Thursday, December 16, 2010

day 90_guanxi

This was the second day of special tea time, compliments of another coworker who had done well in the holiday party lucky draw. It sort of feels like my very own "12 Days of Christmas". We were treated to warm, sweet dessert soups - I chose the red bean flavor, but there was also a peanut flavor available. The weather is starting to get chilly here now, and the warm soup was the perfect treat on a cold afternoon, plus a welcome break on a busy work day. I can only speak on my own experiences, but I am overwhelmed by the way that people share here. It doesn't matter if someone ordered spaghetti (difficult to sample) or a single crab cake (small to share), they will undoubtedly offer you a bite - "Would you like to try?" or "Please help yourself." Sharing in Taiwanese culture takes the concept to a new level... and to expand on that a little further...

There are some things that are unique to Chinese/Taiwanese culture - that we have no exact equivalent for in the US - and 'guanxi' is one of those things. Guanxi is a concept which "incorporates relationship, connection, dependency, friendship, and obligation.Guanxi involves an ongoing series of reciprocal exchanges. One helps and gives to another and therefore expects, at some unspecified future date, to receive from that other person." When I read this, the only word that comes to mind is 'karma'. The concept is pretty classic. What goes around comes around. He who gives shall receive. Share the wealth... but what is not classic is a huge society of people who celebrate this as a core value, and live on the good faith that the reciprocal benefit will return to them.

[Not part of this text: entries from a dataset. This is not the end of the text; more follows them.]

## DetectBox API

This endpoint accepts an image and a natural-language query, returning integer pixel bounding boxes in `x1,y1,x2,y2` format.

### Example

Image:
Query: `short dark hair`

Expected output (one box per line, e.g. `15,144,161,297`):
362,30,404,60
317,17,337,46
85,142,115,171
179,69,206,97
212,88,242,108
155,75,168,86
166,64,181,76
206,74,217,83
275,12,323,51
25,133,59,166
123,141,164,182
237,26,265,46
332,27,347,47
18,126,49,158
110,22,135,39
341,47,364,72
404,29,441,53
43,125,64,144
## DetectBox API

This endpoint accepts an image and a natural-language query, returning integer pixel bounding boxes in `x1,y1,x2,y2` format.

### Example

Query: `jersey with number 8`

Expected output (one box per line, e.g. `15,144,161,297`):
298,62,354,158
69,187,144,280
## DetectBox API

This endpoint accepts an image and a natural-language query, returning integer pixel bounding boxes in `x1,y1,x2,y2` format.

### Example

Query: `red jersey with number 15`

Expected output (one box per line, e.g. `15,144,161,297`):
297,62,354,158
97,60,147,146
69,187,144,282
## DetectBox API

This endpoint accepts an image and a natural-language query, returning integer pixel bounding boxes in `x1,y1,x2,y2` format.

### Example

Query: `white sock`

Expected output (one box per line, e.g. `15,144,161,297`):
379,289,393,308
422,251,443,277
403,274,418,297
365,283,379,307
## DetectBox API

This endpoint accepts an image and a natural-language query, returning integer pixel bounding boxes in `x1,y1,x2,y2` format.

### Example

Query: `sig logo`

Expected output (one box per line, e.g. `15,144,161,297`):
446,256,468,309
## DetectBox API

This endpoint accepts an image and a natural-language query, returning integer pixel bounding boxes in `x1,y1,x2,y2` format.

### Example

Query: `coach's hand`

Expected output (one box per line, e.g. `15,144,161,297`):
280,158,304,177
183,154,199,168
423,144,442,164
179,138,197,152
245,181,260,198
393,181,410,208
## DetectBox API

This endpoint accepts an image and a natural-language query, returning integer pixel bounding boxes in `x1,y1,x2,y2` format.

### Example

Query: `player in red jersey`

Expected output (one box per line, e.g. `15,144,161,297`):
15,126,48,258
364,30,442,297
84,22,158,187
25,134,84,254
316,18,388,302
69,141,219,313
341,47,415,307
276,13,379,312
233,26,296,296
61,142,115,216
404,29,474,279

Sharing and giving is absolutely essential to the Taiwanese culture. I can't remember a time when someone didn't pay the cab bill for all 4 people in the car. Frequently when dining, someone picks up the lunch tab and says you can pay next time. It is not just "Susie, share your toy Joie," but instead it is a more integral and constant way of thinking and acting for the greater good - with the faith that you will be blessed by the same generosity in return. More impressive, is that the understanding is so wide spread. In order for this circle to continue spinning, everyone must participate, it cannot be self-sustaining among only the religious, only the elderly, only the wealthy - but as far as I can tell, all participate in the constant cycle of giving and receiving.

As a matter of fact, receiving from people so openly and often, only makes me want to give back more. And for this American girl who has always known sharing is a good thing... I have been working on expanding my own good habits as a new member of such a generous society.


  1. I think that's so fun! And in less than a week you'll be posting messages from Dallas! Maybe we can ambush stu and force some sharing of the pooch!

  2. What an amazing value to see in an entire culture, I bet David is interested in this being fact.

    Interesting too to think about creating, I am working on changing the culture at work also.